Since this image is already online, select the url option and paste the following url: https://cdn.esahubble.org/archives/images/screen/heic1509a.jpg which links directly to the image. Once the url is pasted in, click Upload. You should be redirected to a page that will automatically refresh every 10 seconds while it analyzes your image. The processing should take about 10 minutes.
Activity Questions:
While we wait for the image to process, lets examine it a bit more closely. Here are some questions to guide your thoughts:
- Why do the stars appear as plus signs? Are the plus signs real parts of the stars or are they caused by something else?
- What colors do you see in the image? Which parts have which colors?
- What color stars do you see in the image? Are there more stars of one color compared to another?
Answers:
It turns out that the plus signs are caused by structural supports that block part of the main mirror of telescope that took the picture. The Hubble Telescope orbits the Earth and has been taking images of space since the 1990s. Because of how the camera was built, close and bright stars have a characteristic x-shaped pattern that shows up. All stars are in fact spherical in shape. We will leave the answers to the other two questions for later in this course. Color is actually one of the best ways we can learn about space, so we need to save it for a full future chapter.
WorldWide Telescope
Once you have spent a few minutes answering the above questions, check back on your astrometry.net tab. Once the image is processed, you should see "Success" written in bright green in the middle of the page next to a small version of your image. Right above "Success", click on the link titled "Go to results page". You should see your image with some green text on top of it and to the right you should see values for its RA and Dec. You found the star cluster!
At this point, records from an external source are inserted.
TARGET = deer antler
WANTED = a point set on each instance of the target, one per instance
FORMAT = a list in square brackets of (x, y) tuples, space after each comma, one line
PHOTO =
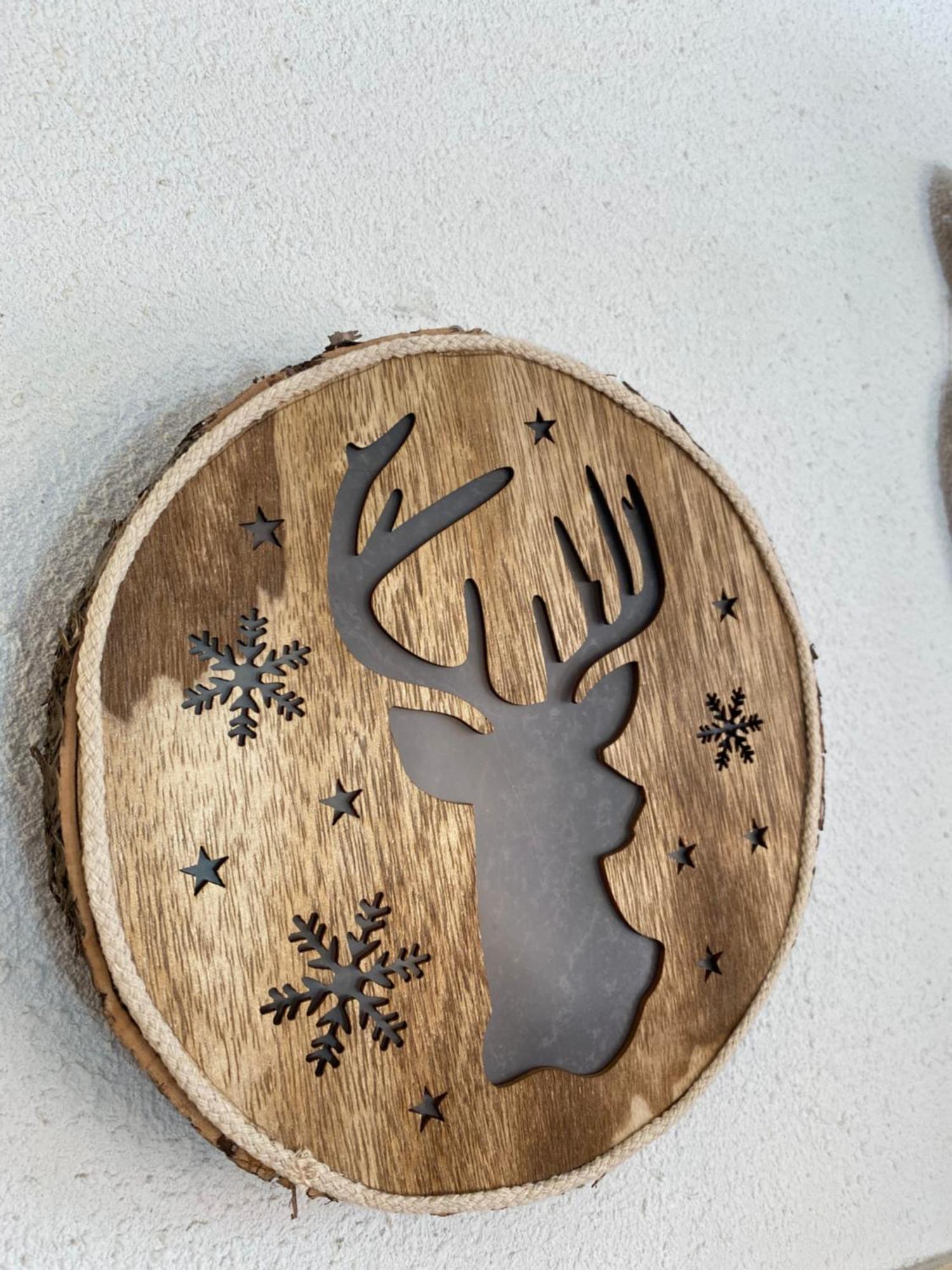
[(639, 609), (354, 576)]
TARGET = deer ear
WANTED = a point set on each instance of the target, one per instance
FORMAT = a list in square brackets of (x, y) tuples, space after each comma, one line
[(609, 704), (439, 752)]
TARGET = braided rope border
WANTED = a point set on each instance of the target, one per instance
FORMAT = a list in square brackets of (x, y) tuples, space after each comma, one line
[(301, 1166)]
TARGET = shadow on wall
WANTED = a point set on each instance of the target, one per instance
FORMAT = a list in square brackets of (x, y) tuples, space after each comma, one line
[(941, 219)]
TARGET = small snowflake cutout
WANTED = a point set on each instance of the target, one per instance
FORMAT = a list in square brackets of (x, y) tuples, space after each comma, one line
[(350, 981), (731, 730), (244, 674)]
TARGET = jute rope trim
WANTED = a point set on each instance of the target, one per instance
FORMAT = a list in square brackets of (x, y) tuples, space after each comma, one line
[(301, 1166)]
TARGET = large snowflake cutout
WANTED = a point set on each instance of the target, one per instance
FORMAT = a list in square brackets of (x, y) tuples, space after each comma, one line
[(350, 981), (731, 730), (244, 674)]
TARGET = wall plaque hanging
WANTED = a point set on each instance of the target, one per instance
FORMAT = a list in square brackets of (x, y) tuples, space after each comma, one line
[(441, 774)]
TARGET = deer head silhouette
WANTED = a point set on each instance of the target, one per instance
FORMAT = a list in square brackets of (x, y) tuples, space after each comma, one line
[(567, 975)]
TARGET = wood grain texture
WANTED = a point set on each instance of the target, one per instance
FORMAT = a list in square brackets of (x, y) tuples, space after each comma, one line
[(176, 782)]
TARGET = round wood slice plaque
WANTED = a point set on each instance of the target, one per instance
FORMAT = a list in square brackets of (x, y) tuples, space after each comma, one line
[(450, 773)]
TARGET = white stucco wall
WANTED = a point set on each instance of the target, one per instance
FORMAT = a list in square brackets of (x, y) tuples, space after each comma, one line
[(727, 204)]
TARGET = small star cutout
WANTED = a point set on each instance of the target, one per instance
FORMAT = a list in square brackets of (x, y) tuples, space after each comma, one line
[(710, 963), (756, 836), (428, 1108), (682, 854), (541, 429), (262, 530), (725, 605), (205, 871), (342, 802)]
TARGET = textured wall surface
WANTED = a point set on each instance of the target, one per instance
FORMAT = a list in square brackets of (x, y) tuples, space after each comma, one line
[(724, 203)]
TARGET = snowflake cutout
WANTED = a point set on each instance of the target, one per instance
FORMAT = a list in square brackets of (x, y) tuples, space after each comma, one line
[(350, 980), (731, 730), (248, 676)]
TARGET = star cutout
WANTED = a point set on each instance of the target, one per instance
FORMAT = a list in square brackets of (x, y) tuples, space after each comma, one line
[(262, 530), (428, 1108), (342, 802), (541, 429), (725, 605), (205, 871), (756, 836), (710, 963), (682, 855)]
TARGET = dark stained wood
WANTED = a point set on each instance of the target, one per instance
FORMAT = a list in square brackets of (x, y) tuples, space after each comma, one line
[(176, 782)]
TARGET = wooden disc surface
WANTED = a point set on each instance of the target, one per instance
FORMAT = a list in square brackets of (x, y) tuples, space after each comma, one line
[(310, 799)]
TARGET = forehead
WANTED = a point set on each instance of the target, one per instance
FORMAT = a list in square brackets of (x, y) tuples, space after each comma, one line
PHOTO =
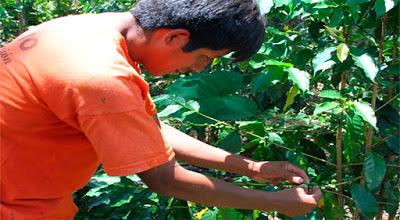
[(213, 53)]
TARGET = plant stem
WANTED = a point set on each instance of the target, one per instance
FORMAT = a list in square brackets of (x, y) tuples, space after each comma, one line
[(373, 99), (339, 164)]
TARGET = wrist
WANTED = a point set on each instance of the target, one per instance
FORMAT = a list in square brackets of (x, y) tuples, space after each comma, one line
[(252, 168)]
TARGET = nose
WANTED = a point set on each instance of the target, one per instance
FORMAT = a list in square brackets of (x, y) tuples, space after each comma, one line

Finally, we are able to explore another incredibly usefull and exciting astronomy tool: WorldWide Telescope. The WorldWide Telescope is a website where you can exmaine a 3D view of the sky as seen from Earth. The exciting part is that the website has copies of all the astronomy data collected in the past few decades, meaning you can find any patch of sky and see multiple different views. Navigate to www.worldwidetelescope.org and complete the tutorial.
Once you are comfortable with the website, return to your astrometry.net tab and look for the link that says View in WorldWide Telescope. Click on the link and watch as the telescope finds your star cluster on the night sky. Try playing with the Image Crossfade slider to see how much extra resolution the Hubble Telescope (which took the original image) provides compared to the other data!
Activity 2
Astrometry.net can do a lot more than just locate your image on the sky. In fact, it is able to identify every star in your image and find RA and Dec sky coordinates for them. To access this data though, we need something more powerful than a website. Throughout this course, we will learn and use basic Python to interface and play with astrophysical data and even make some pretty complex calculations. No background in coding or prior Python knowledge is required for any activity in this course.
To run Python on our computers, we will use Google Colaboratory (or Colab for short). Google Colab is basically Google Docs but for coding in Python. We will link to Python documents called Notebooks with multiple cells that you can run. You are encouraged to "Save a copy" of each Colab Notebook in Google Drive so that you can save your changes and your work. If you don't do this for every file, any changes you make to the code will be lost when you close or reload the tab.
For each Notebook, follow the instructions included and return to this activity page when you are finished. Happy coding!